FitResult.CorrelationCoefficient returning R^2 rather than R?

May 22, 2013 at 9:53 PM
So I have the following data:

-0.054357662 150
-0.04830468 170
-0.043465694 190


I used the BivariateSample class to find a linear regression line. The FitResult I got back is returning 0.99584198247835987 as the correlation coefficient between the two variables. If I try to get the correlation coefficient from Excel 2007, I get 0.997935928. Well, 0.997935928 squared is 0.99584198247835987.

It appears that the FitResult.CorrelationCoefficient is actually returning the correlation coefficient squared, rather than the actual value.

Am I missing something? I admit I am not a statistician.
Coordinator
May 24, 2013 at 6:41 AM
If you want to compute the correlation coefficient between X and Y in a BivariateSample s, call s.PearsonRTest().Statistic. (The Pearson R test is a test for correlation and the test statistic is R.) Alternatively, compute s.Covariance / Math.Sqrt(s.X.Variance * s.Y.Variance), which is the definition of R. Doing so on the data you give returns the same value as you quote from Excel. (Yes, we should probably add a property to BivariateSample that gives this directly.)
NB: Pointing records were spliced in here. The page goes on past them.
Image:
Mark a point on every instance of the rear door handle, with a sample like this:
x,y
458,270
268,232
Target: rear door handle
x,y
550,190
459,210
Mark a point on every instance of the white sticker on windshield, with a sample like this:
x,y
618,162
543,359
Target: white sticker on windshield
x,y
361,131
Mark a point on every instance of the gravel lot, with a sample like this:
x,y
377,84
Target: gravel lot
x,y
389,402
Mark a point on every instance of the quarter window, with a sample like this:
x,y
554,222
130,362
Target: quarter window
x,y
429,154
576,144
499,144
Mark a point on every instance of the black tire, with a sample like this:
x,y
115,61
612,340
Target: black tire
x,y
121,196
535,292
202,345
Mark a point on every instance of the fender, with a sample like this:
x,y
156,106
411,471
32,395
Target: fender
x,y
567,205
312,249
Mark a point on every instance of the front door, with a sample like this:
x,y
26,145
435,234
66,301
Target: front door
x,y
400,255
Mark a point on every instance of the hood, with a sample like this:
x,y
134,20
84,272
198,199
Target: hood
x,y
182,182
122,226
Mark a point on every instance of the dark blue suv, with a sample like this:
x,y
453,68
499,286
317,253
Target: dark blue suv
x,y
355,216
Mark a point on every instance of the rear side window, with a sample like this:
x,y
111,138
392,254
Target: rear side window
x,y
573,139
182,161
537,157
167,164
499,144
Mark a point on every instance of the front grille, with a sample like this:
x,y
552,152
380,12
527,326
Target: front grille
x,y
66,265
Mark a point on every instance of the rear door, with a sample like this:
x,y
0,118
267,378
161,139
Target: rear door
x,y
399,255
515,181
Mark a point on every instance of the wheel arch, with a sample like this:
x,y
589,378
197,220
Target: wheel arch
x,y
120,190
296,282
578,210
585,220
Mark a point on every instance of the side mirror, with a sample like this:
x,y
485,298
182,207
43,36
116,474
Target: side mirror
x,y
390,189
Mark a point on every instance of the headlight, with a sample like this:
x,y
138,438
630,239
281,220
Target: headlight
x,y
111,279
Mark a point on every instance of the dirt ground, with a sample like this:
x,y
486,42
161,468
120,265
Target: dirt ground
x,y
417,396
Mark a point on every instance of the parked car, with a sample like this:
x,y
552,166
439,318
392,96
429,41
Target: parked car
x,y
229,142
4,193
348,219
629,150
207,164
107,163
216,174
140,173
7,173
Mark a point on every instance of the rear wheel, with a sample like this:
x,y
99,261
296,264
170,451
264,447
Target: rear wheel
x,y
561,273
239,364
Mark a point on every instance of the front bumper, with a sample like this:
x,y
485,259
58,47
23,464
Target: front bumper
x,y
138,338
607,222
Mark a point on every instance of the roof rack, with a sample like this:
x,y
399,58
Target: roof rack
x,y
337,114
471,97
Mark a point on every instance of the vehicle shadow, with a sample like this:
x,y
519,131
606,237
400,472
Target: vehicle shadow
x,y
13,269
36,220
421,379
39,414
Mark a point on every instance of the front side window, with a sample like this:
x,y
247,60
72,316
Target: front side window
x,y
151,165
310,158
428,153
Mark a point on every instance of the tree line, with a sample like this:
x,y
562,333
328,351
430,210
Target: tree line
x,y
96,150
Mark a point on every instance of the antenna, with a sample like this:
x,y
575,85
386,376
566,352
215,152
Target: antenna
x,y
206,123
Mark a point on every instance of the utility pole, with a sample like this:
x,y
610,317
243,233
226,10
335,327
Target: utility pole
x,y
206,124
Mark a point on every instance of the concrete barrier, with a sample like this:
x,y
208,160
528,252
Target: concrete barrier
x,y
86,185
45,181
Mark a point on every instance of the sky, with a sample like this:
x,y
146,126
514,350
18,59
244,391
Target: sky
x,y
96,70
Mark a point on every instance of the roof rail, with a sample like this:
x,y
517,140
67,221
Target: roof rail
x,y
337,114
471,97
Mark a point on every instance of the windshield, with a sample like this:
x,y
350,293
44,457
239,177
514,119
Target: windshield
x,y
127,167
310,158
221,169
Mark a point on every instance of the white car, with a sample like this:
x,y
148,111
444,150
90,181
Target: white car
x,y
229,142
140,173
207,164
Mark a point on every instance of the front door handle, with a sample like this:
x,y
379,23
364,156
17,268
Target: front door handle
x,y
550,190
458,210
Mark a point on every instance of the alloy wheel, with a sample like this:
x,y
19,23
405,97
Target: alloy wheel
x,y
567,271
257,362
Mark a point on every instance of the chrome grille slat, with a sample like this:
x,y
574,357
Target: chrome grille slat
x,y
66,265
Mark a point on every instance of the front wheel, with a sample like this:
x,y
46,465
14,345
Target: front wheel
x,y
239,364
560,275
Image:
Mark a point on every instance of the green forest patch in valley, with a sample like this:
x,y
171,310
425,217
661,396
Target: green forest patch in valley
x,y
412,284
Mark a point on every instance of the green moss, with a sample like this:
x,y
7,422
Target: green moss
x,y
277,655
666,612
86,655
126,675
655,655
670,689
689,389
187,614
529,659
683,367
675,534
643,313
When you compute s.LinearRegression().CorrelationCoefficient(0, 1), you are computing the correlation between the fitted slope and the fitted intercept. For a small change in the intercept da/a, this number tells you how much you should change the slope db/b in order to maintain a good fit. It just happens for a linear fit to be related to R^2. Notice that you had to give parameter indexes to compute this number. For a more complex fit involving D parameters, there would be D(D-1)/2 of these numbers, but there will always be just one correlation coefficient for a bivariate sample.
May 24, 2013 at 4:28 PM
That makes sense. Now I'm getting the right results. Thanks!